A number of flows in prefect cloud are stuck in su...
# prefect-community
g
A number of flows in prefect cloud are stuck in submitted and zombie killer is not putting them to bed, any suggestions on getting them processed?
n
Hi @George Coyne - that doesn't sound out of the ordinary, zombie killer is only responsible for dealing with tasks that are running that haven't issued a heartbeat in the last 2 minutes. For flows stuck in a submitted state, the lazarus process is responsible for re-scheduling those every ~6 minutes or so, to a maximum of 10 reschedules
g
Ah true
OK manually going through and setting state to scheduled
👍 1
I have tasks queuing in submitted, I recently updated the agent, other than that nothing has changed in our cluster.
d
Hey @George Coyne what’s your new agent version?
g
0.12.6
d
We’re checking one thing on our end, just a moment
In the meantime, anything look funky in your agent logs?
Flow Run logs also clear? You’re running on kubernetes right? Are jobs being created properly?
Your work queue looks like it’s functioning properly to us
g
Flow run logs are good, running on k8s, it just looks like some jobs aren’t actually queueing or something? I’m digging into it a little deeper but wanted to bring it to you guys sooner rather than later
If I manually set these submitted flows back to schedule they get picked up
d
Hey @George Coyne just to double check, you’re saying that the first time the run is submitted the agent doesn’t create a k8s job but the second time the run goes into a submitted state the agent properly creates a job?
g
Inconsistently but yes, some flows get pulled perfectly, some just don’t. I can’t determine any consistency to the behavior.
d
In the logs for the flow run, there should be a job ID for the created job. Take a look at the jobs created with those IDs. What state are the jobs in? Are they “Unschedulable”?
g
That’s the thing, the jobs just don’t appear
Checking agent logs
d
🧐
g
prefect-job-8ffbfe27
for instance, stuck in submitted since 11:00 cdt
Does not appear in agent logs, does not appear in kube jobs
d
Would you shoot me that flow run ID?
g
3c45f67b-ffe9-4f9c-b0fc-da48b4a4f31d
d
Is that flow run present in your agent logs?

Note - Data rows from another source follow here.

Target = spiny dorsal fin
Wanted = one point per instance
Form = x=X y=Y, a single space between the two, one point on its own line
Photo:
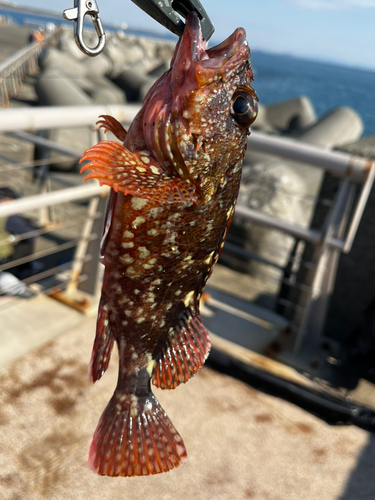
x=135 y=437
x=103 y=344
x=112 y=125
x=136 y=173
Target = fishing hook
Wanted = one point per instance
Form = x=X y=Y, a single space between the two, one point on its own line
x=77 y=14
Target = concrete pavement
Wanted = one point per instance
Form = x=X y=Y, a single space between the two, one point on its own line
x=241 y=443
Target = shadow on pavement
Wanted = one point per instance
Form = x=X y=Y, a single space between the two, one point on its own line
x=361 y=483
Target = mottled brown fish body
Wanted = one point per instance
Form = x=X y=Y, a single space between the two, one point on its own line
x=175 y=183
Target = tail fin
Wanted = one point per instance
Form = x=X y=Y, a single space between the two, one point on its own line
x=135 y=437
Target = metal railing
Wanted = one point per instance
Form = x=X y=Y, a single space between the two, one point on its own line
x=336 y=235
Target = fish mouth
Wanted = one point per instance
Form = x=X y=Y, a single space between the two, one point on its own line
x=192 y=62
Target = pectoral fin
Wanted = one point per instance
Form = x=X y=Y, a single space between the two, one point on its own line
x=136 y=173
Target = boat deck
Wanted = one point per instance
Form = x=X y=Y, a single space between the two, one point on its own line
x=242 y=443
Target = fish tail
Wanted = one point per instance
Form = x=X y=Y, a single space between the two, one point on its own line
x=103 y=344
x=135 y=437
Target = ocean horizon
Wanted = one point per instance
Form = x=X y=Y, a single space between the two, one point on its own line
x=278 y=77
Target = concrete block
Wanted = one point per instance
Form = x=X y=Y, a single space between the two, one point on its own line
x=54 y=58
x=132 y=83
x=100 y=65
x=55 y=88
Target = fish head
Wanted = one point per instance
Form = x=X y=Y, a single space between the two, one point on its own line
x=196 y=118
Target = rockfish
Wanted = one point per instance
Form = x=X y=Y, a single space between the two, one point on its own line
x=174 y=181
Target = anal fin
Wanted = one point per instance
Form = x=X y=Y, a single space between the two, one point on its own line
x=135 y=437
x=186 y=350
x=135 y=173
x=103 y=344
x=112 y=125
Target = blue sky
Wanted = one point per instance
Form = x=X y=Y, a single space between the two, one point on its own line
x=339 y=31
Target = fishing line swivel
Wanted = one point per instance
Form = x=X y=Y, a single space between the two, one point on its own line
x=166 y=13
x=77 y=14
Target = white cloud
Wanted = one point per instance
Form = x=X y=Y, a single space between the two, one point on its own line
x=335 y=4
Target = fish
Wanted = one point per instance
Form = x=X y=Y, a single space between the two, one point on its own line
x=174 y=178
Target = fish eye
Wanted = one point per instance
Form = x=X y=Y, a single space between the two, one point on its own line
x=244 y=106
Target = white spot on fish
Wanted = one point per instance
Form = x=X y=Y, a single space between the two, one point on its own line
x=188 y=298
x=144 y=253
x=154 y=170
x=138 y=221
x=138 y=203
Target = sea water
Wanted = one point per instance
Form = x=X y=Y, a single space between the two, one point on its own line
x=277 y=77
x=281 y=77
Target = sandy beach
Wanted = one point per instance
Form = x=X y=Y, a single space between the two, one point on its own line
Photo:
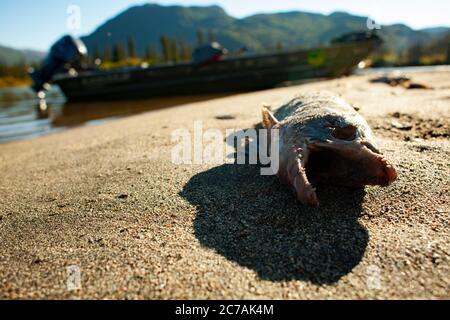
x=108 y=200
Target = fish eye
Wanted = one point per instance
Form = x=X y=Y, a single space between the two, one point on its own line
x=347 y=133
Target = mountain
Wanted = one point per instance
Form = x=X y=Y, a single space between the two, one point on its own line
x=437 y=31
x=10 y=56
x=147 y=23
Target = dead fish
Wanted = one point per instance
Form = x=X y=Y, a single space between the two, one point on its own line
x=322 y=139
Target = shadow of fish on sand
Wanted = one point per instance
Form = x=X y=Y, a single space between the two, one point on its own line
x=256 y=222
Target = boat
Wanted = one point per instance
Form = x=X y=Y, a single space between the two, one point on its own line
x=214 y=73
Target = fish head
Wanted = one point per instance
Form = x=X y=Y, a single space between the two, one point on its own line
x=341 y=149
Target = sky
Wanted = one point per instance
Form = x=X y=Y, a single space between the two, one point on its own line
x=35 y=24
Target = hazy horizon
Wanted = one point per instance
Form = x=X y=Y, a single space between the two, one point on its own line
x=36 y=31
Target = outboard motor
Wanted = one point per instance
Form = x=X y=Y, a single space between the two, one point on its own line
x=208 y=53
x=66 y=53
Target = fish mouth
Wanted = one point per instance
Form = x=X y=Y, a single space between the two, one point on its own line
x=353 y=164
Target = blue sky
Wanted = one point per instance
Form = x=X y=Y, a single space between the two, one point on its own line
x=37 y=24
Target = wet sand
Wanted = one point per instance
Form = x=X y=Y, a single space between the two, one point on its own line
x=108 y=199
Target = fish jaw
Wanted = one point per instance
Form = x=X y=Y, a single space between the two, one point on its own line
x=292 y=172
x=356 y=164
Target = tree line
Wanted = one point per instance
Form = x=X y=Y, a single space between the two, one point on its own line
x=170 y=50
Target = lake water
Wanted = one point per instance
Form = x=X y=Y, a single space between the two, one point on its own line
x=22 y=118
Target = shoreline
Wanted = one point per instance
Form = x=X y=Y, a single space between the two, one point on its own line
x=107 y=199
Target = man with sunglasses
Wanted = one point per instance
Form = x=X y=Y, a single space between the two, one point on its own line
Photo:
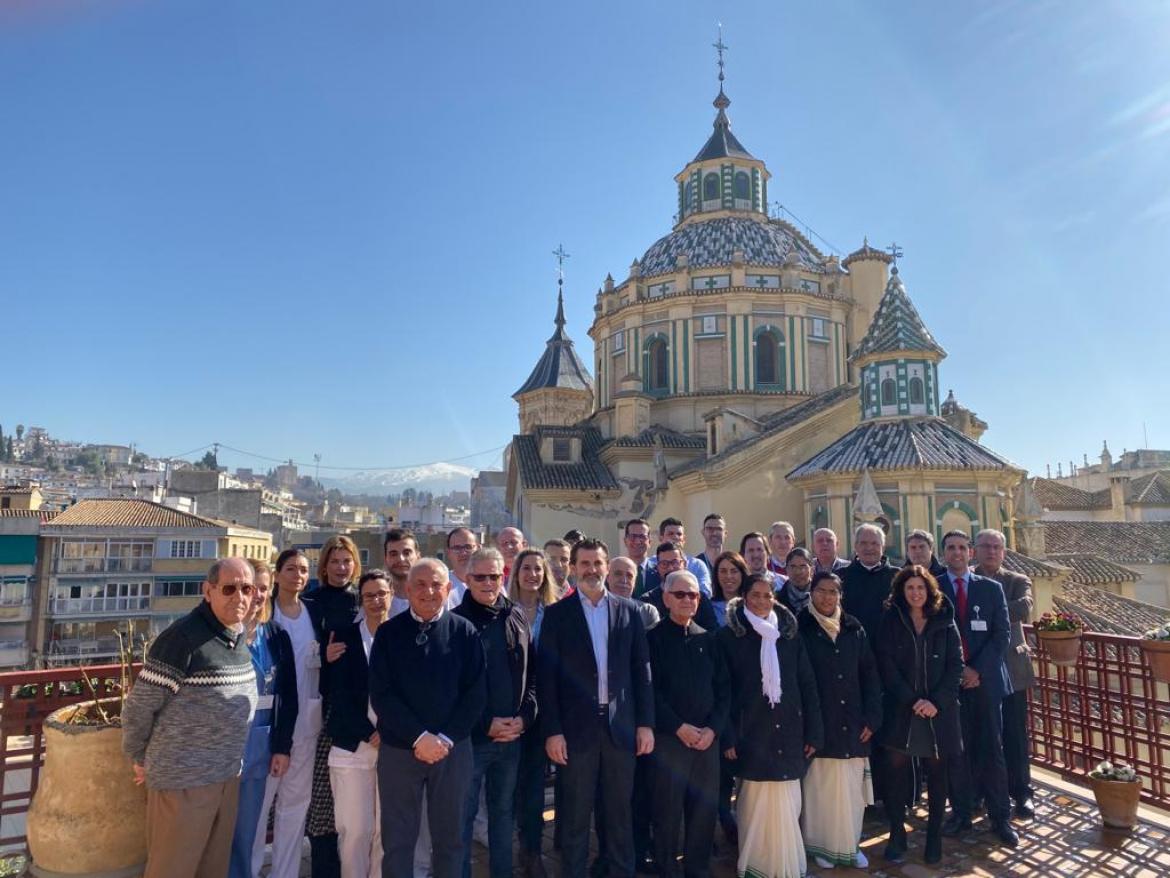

Crazy question: do you have a second agent running?
j
Also one thing to confirm when checking for the job:
Copy code
kubectl get jobs --all-namespaces
The fact that it’s stuck in submitted with a job ID attached means the agent is submitting it to k8s 🤔
g
I do have a second agent running
I spun up a 11.5 agent this morning
d
ah, so it’s not picking up runs accidentally?
g
No jobs of in either cluster as of right now
and I checked both agent logs for the flow mentioned above
Will the second agent cause an issue?
d
Both agents will pick up flows unless you add labels to both agents and flows
if this is what you’re looking to do, then that’s totally fine
g
Yep I love that too, but in this situation both are running without a label
d
Gotcha, so you’re just trying to get an agent to submit a flow run?
Are the agents in the same cluster?
g
Agents are in seperate clusters
d
Is the new agent performing better?
g
I am trying to understand, and stop, flows from getting submitted without running
d
Understood
Is the new agent accomplishing that goal?
g
Nope
I was blindly hoping that it would catch whatever was being skipped/missed
I’ll try removing the 12.6 agent